Question 14.15: Determine the frequency response of the circuit shown in Fig......

We let the input voltage v_{s}  be a sinusoid of amplitude 1 V and phase 0° .  Figure 14.51 is the schematic for the circuit. The capacitor is rotated 270° counterclockwise to ensure that pin 1 (the positive terminal) is on top. The voltage marker is inserted to the output voltage across the capacitor. To perform a linear sweep for  1 < f < 100 Hz with 50 points, we select Analysis/Setup/AC Sweep, DCLICK Linear, type 50 in the Total Pts box, type 1 in the Start Freq box, and type 1000 in the End Freq box.
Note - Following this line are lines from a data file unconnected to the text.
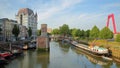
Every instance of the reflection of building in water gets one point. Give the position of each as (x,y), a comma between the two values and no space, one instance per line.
(43,59)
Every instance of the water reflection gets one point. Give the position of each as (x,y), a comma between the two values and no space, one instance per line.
(60,56)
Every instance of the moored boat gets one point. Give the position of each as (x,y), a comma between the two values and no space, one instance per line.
(94,49)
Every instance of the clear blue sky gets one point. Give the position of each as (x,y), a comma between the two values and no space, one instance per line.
(83,14)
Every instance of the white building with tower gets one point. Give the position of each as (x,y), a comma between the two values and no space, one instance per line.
(28,18)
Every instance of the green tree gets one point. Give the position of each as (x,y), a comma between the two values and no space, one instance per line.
(64,30)
(30,32)
(74,32)
(15,31)
(87,33)
(105,33)
(94,33)
(0,30)
(55,31)
(117,39)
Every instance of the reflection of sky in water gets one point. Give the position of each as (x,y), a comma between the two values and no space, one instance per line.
(60,56)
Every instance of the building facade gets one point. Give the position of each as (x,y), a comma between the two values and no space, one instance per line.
(28,18)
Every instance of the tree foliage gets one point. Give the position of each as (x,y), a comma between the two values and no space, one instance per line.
(87,33)
(105,33)
(94,33)
(55,31)
(117,39)
(15,31)
(30,32)
(64,30)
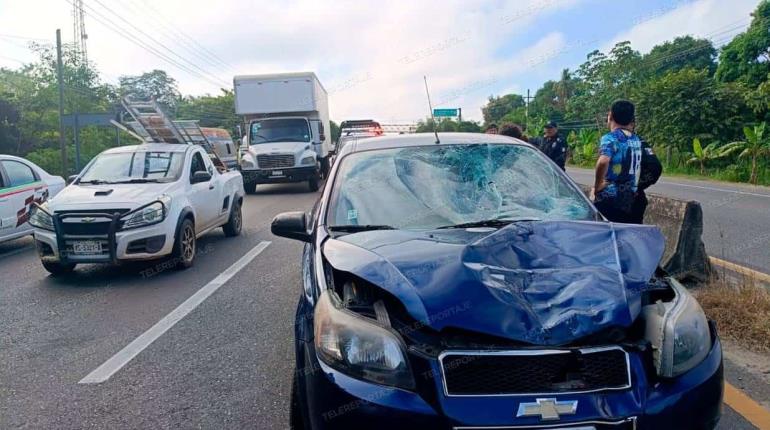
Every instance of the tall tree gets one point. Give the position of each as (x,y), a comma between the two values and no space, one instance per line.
(747,57)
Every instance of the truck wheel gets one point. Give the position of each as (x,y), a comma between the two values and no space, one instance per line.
(235,222)
(57,269)
(312,183)
(184,245)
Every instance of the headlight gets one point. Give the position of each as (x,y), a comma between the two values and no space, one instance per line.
(679,333)
(40,218)
(150,214)
(358,346)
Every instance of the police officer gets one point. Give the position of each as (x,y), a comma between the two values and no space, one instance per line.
(553,145)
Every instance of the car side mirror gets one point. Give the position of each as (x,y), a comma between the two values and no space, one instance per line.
(200,176)
(292,225)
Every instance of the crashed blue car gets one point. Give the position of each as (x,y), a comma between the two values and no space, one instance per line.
(463,281)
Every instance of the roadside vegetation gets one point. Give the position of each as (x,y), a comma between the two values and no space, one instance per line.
(741,309)
(703,109)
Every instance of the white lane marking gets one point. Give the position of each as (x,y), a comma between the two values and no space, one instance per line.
(125,355)
(747,193)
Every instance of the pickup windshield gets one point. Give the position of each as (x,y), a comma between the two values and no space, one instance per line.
(134,167)
(453,186)
(280,130)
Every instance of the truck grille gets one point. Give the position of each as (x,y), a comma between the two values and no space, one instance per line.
(494,373)
(275,161)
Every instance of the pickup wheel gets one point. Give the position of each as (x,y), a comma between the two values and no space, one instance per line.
(58,269)
(184,246)
(312,183)
(235,222)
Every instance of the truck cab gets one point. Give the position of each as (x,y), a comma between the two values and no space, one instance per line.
(286,121)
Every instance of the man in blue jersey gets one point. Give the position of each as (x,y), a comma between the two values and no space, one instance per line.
(619,166)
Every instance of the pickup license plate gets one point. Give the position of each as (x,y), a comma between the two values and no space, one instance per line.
(87,247)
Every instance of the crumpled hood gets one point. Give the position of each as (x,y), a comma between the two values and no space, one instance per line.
(544,283)
(124,196)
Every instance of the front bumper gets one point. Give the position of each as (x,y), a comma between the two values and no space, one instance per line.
(277,176)
(334,400)
(117,245)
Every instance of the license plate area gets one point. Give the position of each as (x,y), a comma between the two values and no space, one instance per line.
(86,247)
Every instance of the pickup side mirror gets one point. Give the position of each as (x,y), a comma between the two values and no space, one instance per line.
(292,225)
(200,176)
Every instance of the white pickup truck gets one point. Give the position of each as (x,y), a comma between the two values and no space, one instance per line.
(138,203)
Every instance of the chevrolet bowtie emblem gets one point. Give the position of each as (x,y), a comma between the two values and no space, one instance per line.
(547,409)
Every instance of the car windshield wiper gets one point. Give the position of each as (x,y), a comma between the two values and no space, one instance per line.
(353,228)
(95,182)
(494,222)
(136,181)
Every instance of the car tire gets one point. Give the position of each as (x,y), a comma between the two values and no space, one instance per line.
(58,269)
(313,183)
(235,222)
(184,245)
(296,421)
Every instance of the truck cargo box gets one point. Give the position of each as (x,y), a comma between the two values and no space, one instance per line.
(279,93)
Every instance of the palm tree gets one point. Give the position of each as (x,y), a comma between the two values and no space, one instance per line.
(702,155)
(755,146)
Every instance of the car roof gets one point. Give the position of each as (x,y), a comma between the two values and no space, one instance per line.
(150,147)
(426,139)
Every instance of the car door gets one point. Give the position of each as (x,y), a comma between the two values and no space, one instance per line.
(21,187)
(204,195)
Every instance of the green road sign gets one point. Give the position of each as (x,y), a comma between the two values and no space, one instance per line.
(444,112)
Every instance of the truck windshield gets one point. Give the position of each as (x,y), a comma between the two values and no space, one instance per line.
(134,167)
(453,185)
(280,130)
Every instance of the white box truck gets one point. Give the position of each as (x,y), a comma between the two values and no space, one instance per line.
(286,138)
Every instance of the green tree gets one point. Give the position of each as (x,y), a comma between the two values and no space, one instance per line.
(497,107)
(755,146)
(156,85)
(680,53)
(703,155)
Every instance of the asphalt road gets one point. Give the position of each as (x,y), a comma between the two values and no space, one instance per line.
(736,217)
(226,364)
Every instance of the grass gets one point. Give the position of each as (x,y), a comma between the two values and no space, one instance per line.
(741,309)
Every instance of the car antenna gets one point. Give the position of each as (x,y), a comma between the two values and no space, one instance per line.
(430,106)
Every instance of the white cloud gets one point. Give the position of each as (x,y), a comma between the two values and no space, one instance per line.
(713,19)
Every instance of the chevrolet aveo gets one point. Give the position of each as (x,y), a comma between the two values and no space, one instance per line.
(469,284)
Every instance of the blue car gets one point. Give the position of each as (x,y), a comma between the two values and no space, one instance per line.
(463,281)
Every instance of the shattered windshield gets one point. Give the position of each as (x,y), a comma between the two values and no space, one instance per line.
(429,187)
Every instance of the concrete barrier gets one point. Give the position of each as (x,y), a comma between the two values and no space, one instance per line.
(681,222)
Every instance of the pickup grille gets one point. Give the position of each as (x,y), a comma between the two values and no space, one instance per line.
(275,161)
(491,373)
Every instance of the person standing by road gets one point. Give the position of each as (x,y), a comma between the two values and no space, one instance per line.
(619,165)
(552,144)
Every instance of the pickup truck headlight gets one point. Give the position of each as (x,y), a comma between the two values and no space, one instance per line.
(679,333)
(358,346)
(39,217)
(150,214)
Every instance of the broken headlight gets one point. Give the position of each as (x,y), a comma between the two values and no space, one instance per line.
(358,346)
(679,333)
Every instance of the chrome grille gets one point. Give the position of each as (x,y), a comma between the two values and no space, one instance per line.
(528,372)
(274,161)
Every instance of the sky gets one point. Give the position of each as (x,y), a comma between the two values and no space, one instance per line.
(370,56)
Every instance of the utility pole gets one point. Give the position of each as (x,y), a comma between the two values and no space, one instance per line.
(62,144)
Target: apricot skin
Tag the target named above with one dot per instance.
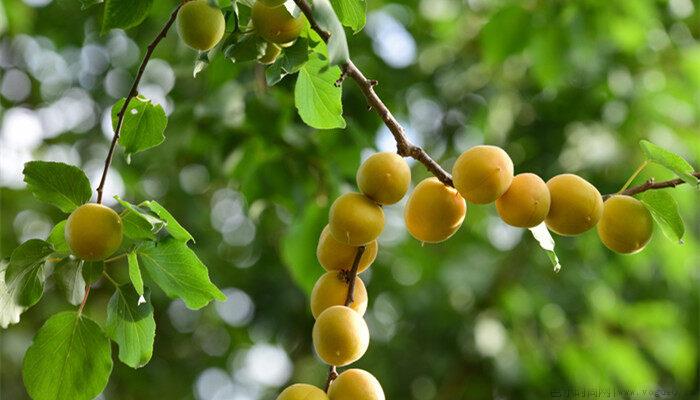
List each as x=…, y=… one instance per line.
x=576, y=205
x=434, y=211
x=331, y=290
x=626, y=225
x=384, y=177
x=482, y=174
x=355, y=220
x=356, y=384
x=526, y=202
x=340, y=336
x=335, y=256
x=93, y=232
x=276, y=24
x=200, y=25
x=302, y=391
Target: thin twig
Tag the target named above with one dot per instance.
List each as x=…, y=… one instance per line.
x=132, y=93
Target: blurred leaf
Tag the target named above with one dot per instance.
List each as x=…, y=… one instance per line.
x=124, y=14
x=62, y=185
x=673, y=162
x=69, y=359
x=135, y=273
x=178, y=271
x=664, y=209
x=351, y=13
x=24, y=276
x=131, y=325
x=326, y=18
x=299, y=247
x=143, y=126
x=316, y=96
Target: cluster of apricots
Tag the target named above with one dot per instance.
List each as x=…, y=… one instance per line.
x=201, y=26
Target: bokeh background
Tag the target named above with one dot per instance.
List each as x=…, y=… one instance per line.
x=562, y=86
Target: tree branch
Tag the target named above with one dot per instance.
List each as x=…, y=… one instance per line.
x=133, y=93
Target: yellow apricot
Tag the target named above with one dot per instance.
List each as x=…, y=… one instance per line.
x=384, y=177
x=576, y=205
x=200, y=25
x=335, y=256
x=356, y=384
x=526, y=202
x=332, y=290
x=276, y=24
x=626, y=225
x=272, y=51
x=355, y=220
x=434, y=211
x=482, y=174
x=93, y=232
x=340, y=336
x=302, y=391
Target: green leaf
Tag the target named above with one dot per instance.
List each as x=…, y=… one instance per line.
x=171, y=225
x=302, y=236
x=124, y=14
x=69, y=359
x=351, y=13
x=664, y=210
x=143, y=126
x=25, y=275
x=130, y=324
x=317, y=98
x=338, y=52
x=139, y=224
x=57, y=238
x=178, y=271
x=135, y=273
x=62, y=185
x=671, y=161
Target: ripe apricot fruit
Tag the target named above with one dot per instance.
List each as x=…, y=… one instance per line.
x=482, y=174
x=355, y=220
x=576, y=205
x=276, y=24
x=356, y=384
x=526, y=202
x=384, y=177
x=200, y=25
x=434, y=211
x=331, y=290
x=626, y=225
x=302, y=391
x=340, y=336
x=335, y=256
x=93, y=232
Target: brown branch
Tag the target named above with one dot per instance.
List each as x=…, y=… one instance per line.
x=132, y=93
x=404, y=146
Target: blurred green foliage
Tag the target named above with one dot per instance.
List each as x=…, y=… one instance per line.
x=562, y=86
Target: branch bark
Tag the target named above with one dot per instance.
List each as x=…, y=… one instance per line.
x=133, y=92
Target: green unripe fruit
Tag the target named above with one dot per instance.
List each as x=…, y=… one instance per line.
x=384, y=177
x=526, y=202
x=356, y=384
x=276, y=24
x=302, y=391
x=355, y=220
x=200, y=25
x=626, y=225
x=93, y=232
x=335, y=256
x=434, y=211
x=482, y=174
x=340, y=336
x=576, y=205
x=331, y=290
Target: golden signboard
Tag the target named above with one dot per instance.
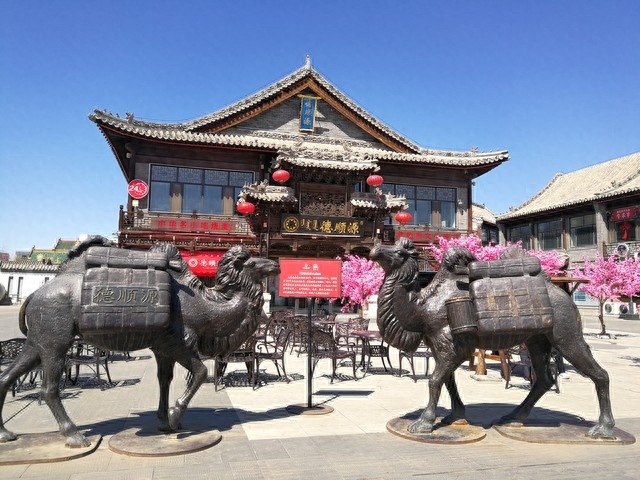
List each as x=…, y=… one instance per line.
x=318, y=225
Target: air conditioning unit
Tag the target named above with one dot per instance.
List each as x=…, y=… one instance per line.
x=618, y=309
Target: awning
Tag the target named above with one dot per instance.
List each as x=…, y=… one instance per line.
x=203, y=264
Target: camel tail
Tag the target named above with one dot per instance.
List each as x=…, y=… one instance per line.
x=22, y=320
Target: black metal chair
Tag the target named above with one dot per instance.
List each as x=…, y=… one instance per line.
x=344, y=332
x=274, y=351
x=518, y=356
x=9, y=351
x=244, y=354
x=325, y=347
x=87, y=355
x=421, y=352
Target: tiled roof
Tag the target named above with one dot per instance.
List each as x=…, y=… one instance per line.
x=306, y=71
x=27, y=266
x=605, y=180
x=483, y=214
x=254, y=140
x=187, y=133
x=381, y=201
x=268, y=193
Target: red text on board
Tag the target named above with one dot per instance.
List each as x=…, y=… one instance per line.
x=310, y=278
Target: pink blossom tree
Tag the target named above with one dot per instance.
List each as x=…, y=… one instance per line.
x=551, y=261
x=361, y=278
x=609, y=279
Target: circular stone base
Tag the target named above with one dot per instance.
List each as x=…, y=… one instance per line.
x=43, y=448
x=141, y=442
x=444, y=434
x=304, y=409
x=541, y=431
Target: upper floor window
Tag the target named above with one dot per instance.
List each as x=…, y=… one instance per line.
x=188, y=190
x=433, y=206
x=549, y=235
x=582, y=230
x=521, y=233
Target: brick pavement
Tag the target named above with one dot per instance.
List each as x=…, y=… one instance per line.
x=262, y=440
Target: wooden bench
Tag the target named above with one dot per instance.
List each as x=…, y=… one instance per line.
x=481, y=368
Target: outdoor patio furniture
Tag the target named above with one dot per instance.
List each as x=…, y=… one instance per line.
x=421, y=352
x=274, y=351
x=87, y=355
x=9, y=351
x=243, y=354
x=518, y=356
x=325, y=347
x=372, y=350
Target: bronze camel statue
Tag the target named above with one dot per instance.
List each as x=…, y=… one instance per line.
x=407, y=315
x=214, y=321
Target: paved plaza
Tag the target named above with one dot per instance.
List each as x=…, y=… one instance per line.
x=261, y=439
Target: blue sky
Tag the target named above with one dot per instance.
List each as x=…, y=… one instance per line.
x=554, y=83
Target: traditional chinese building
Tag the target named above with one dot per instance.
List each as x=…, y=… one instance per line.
x=592, y=210
x=295, y=170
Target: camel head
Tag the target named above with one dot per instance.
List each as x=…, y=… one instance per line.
x=456, y=260
x=392, y=257
x=261, y=268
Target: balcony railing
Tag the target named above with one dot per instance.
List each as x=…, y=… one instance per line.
x=633, y=248
x=141, y=220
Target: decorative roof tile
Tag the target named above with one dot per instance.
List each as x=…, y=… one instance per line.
x=268, y=193
x=378, y=201
x=187, y=133
x=28, y=266
x=613, y=178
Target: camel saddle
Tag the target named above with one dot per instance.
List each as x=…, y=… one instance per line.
x=505, y=297
x=124, y=290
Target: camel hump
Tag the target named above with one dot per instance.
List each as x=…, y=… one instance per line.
x=512, y=267
x=113, y=257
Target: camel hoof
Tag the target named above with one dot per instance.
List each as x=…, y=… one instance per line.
x=77, y=440
x=453, y=419
x=601, y=431
x=175, y=414
x=7, y=436
x=420, y=426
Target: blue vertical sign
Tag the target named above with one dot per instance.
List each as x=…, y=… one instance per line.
x=308, y=113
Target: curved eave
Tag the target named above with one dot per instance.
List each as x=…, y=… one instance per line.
x=304, y=77
x=367, y=157
x=566, y=205
x=331, y=164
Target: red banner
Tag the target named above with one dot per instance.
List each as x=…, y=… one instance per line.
x=627, y=213
x=310, y=278
x=202, y=264
x=192, y=225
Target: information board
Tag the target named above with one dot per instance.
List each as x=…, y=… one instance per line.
x=310, y=278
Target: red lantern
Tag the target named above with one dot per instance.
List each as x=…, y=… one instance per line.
x=374, y=181
x=245, y=208
x=281, y=176
x=403, y=217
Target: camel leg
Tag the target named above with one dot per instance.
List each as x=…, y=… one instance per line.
x=579, y=355
x=198, y=370
x=539, y=351
x=427, y=418
x=27, y=360
x=53, y=365
x=165, y=377
x=458, y=413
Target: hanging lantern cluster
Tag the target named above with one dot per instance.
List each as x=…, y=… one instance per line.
x=403, y=217
x=281, y=176
x=374, y=180
x=245, y=208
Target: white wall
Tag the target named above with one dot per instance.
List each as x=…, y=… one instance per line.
x=31, y=281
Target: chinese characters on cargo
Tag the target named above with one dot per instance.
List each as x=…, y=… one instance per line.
x=123, y=296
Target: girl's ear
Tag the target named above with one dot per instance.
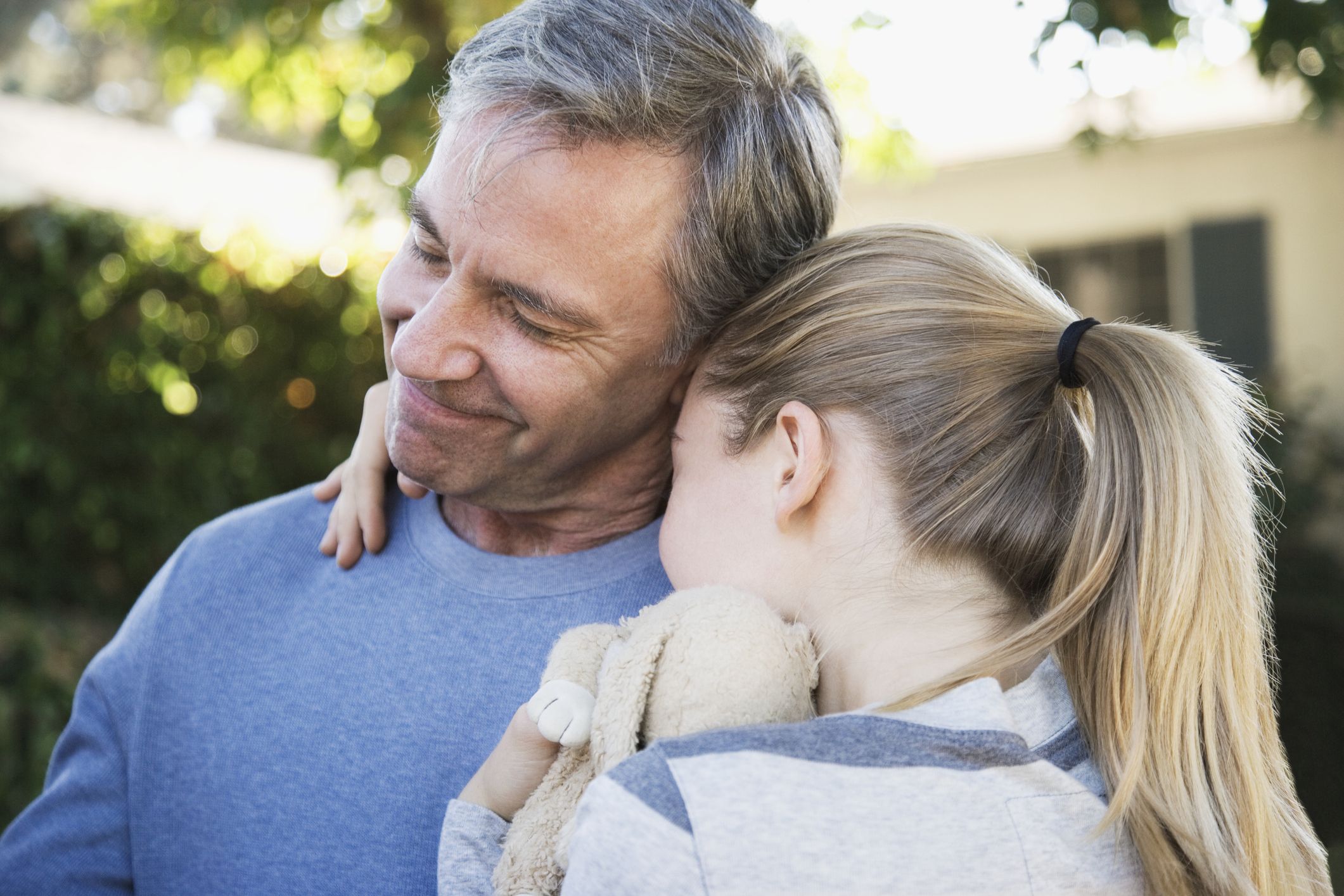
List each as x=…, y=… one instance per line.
x=802, y=458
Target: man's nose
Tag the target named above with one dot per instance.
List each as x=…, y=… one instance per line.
x=440, y=340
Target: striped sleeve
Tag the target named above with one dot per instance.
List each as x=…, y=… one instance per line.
x=632, y=835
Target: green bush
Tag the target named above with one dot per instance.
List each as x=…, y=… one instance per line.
x=105, y=326
x=147, y=387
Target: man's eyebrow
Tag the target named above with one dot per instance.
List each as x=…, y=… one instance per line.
x=419, y=215
x=545, y=303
After saving the file, we select Analysis/Simulate to simulate the circuit. If there are no errors, the PSpice A/D window will display the plot of V(C1:1), which is the same as V_{o}   or  H(ω) = V_{o} /1 ,   as shown in Fig. 14.52(a). This is the magnitude plot, since V(C1:1) is the same as VM(C1:1). To obtain the phase plot, select Trace/Add in the PSpice A/D menu and type VP(C1:1) in the Trace Command box. Figure 14.52(b) shows the result. By hand, the transfer function is

H(ω) = \frac{V_{o}}{V_{s}} = \frac{1,000}{9,000  +  jω8}

or

  H(ω) =  \frac{1}{9  +  j16π  ×  10^{-3}}

showing that the circuit is a lowpass filter as demonstrated in Fig. 14.52. Notice that the plots in Fig. 14.52 are similar to those in Fig. 14.3 (note that the horizontal axis in Fig. 14.52 is logrithic while the horizontal axis in Fig. 14.3 is linear.)